ASTONISHING X-MEN 23
Writer: Joss Whedon
Artist: John Cassady
Colorist: Laura Martin
Letterer: Chris Eliopoulos
Floating out into the vacuum of space: that really can’t be a good way to die. Oh sure, I can think of worse ways (say, eaten alive by Reavers), but nonetheless I can’t imagine it’s pleasant. And it’s a real shame: someone (writer and Buffy/Angel/Firefly deity Joss Whedon) finally gives Cyclops an actual personality other than “brooding, moping sour puss” – and then shoots him out into nothingness? Damn, Joss – that’s cold.
No, I’m not going to spoil anything in this issue for you, so stop asking (or conversely, stop reading the review with one hand over your face, peeking out between your fingers – you look silly). But I won’t insult your intelligence either, by pretending there isn’t some kind of “twist” here. And the Creative team won’t insult your intelligence either: it’s totally logical and should have been fairly obvious to anyone paying attention so far. And, it comes nice and early in the book – which is always appreciated.
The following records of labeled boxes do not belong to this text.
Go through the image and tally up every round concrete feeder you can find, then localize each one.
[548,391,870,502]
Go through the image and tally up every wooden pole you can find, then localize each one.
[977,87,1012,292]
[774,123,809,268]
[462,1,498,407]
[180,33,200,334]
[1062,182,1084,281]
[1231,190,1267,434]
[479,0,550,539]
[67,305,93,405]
I have a bigger issue with the second “twist” in the book: it’s smart, and I’m surprised something like it hasn’t been used before with a team like this. However, it also involves a series of events that have to go perfectly for the plan to succeed. This “series of necessary coincidences” is probably my only real criticism of Whedon’s writing, going back to the Buffy and Angel days (well, that – and the pattern of having The Big Bad be overwhelmingly powerful in his first appearance, and then get his ass kicked left and right every other time). Of course, I can’t actually give any examples without spoiling the book: but I have faith in you, Good Reader, to find them yourselves after you buy the book.
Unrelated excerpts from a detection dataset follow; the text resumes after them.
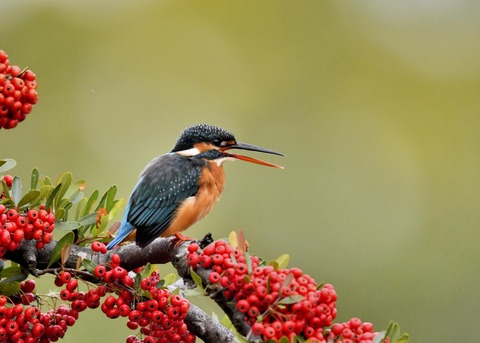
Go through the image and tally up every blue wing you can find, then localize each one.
[107,153,206,249]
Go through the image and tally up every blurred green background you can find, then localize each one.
[0,0,480,342]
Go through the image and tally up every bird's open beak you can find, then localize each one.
[219,143,284,169]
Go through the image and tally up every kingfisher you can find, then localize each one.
[107,124,284,249]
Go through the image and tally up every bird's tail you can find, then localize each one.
[107,220,134,250]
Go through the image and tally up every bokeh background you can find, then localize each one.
[0,0,480,342]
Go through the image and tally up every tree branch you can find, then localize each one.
[4,235,244,343]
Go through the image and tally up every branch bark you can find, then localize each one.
[4,236,251,343]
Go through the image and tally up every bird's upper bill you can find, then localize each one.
[217,142,284,169]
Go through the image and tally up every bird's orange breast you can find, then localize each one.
[161,161,225,237]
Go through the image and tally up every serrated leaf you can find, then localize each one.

Joss is obviously having a lot of fun with these characters, though I am sure it’s driving him crazy that he can’t turn Kitty into the most powerful member of the group (not that he didn’t try with that whole “phase a pistol through Agent Brand’s head” thing a couple issues back). But it is a relief to see complex female characters actually talking and acting like real human beings in an “action” comic book.